Ferruh eve gelmiyordu. Manav dükkânında çalışıyor, orada yatıp kalkıyor ama okuluna da devam ediyordu. Annesi pazara geldiğinde ona yiyecek bir şeyler getiriyor, yıkadığı çamaşırları verip kirlilerini alıyordu. Her defasında da eve dönmesi için yalvarıyor, İsmail efendinin de onu çok sevdiğini söylüyordu. Ferruh ise, annesinin şişmekte olan karnını fark ettikçe deliye dönüyor, annesine hakaret etmemek için kendini zor tutuyordu. Okul arkadaşları annesinin hamileliği ile alay etmişler, bu yüzden onlarla dövüştüğü bile olmuştu.
Mart ayının sonlarına doğru gelindiğinde Kurban bayramı hazırlıkları çoktan başlamıştı. Köyde çok kişi inek besler, süt ve yoğurt satardı. Sığırtmaç Hüsnü hergün köyün sığırlarını önüne katar otlağa götürür akşam da doymuş olarak getirip evlere dağıtırdı. Hilmi Kâhya, Cemil Kâhya, İsmail Kâhya ve Sabri Kâhya’nin koyun sürüleri ve onları barındırdıkları ağılları vardı. Onlar Kurban bayramı için çok sayıda koç yetiştirirler, bayram öncesi de satışa çıkarırlardı. Gerek etraf köylerden, gerekse şehirden onlara koç almaya gelenler olurdu.
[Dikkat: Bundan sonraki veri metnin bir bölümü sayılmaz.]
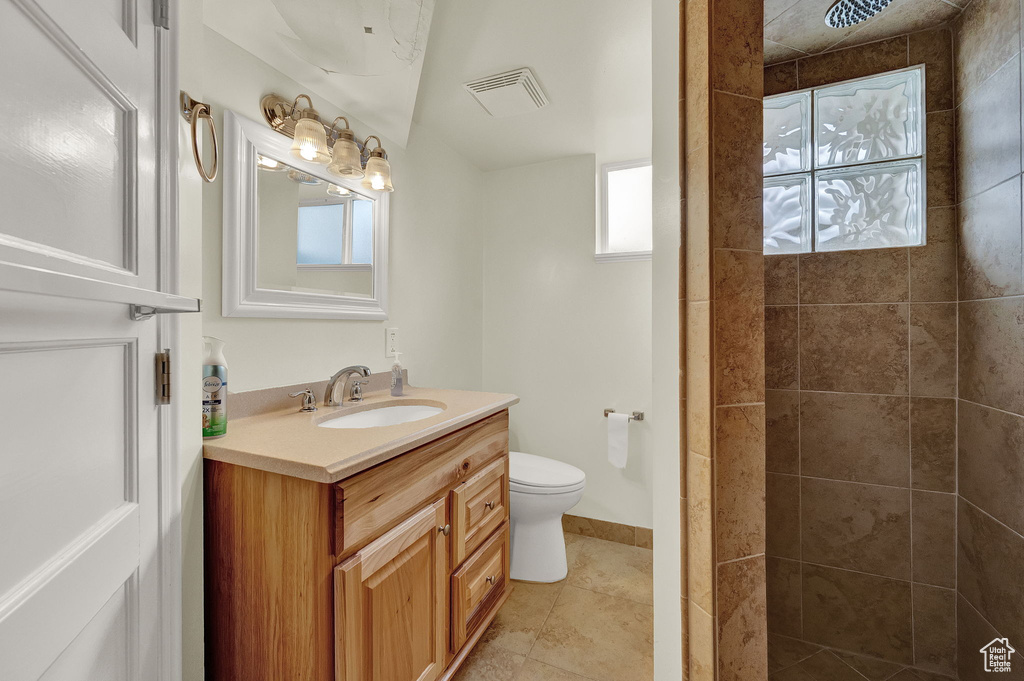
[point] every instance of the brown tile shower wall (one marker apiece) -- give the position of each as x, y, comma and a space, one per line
861, 378
722, 311
990, 337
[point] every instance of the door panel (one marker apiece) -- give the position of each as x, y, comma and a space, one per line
100, 651
94, 153
64, 469
390, 603
78, 157
82, 569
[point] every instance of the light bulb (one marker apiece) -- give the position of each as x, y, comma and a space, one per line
310, 140
345, 162
266, 163
378, 176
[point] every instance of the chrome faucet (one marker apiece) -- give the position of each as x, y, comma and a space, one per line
350, 390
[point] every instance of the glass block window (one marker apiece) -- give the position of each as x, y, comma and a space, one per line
844, 166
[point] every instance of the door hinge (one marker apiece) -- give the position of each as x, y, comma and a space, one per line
162, 13
164, 377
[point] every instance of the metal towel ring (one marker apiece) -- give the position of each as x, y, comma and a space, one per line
193, 111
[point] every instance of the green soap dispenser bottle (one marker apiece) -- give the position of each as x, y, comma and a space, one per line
214, 388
Bayram öncesi , özelliklerde kahvelerde, koç tartışmaları çok olurdu. Senin koçlar yaramaz, benimkiler daha güzel....
Bayram namazından sonra büyükleri kurban telâşı, çocukları ise yine şeker, fıstık ve harçlık toplama telâşı sarardı. Bayramlık giysi, ayakkabı alınanlar genellikle bayram gecesi onları başuçlarına koyarak yatarlardı. Babası Fikret’e de daima yeni bir şeyler alırı, hiç bir şeyini eksik etmezdi.
Kesilen kurbanlar parçalanır, eş, dost, akraba, fakir, fukara.. herkese bir güzel dağıtılırdı. Dört gün boyunca bir taraftan kurbanlar kesilip dağıtılırken, diğer taraftan bayram yerlerinde gençler kız, erkek peşinde koşmaya, içki içmeye, kavga etmeye devam ederlerdi. Çocuklar mantar, çata pat, füze patlatır, sevgililere de aracılık edip söz ve mektup taşımaya devam ederlerdi. Bayram yerlerinde başka köylerden ya da şehirden gelen gençlerin gezmesi, kızlara bakması hiç de olacak şey değildi. Bir akrabasının yanında bile olsa zordu bu iş. Kavgaların hemen çoğu bu yüzden çıkardı. Kıskanırdı gençler kızları.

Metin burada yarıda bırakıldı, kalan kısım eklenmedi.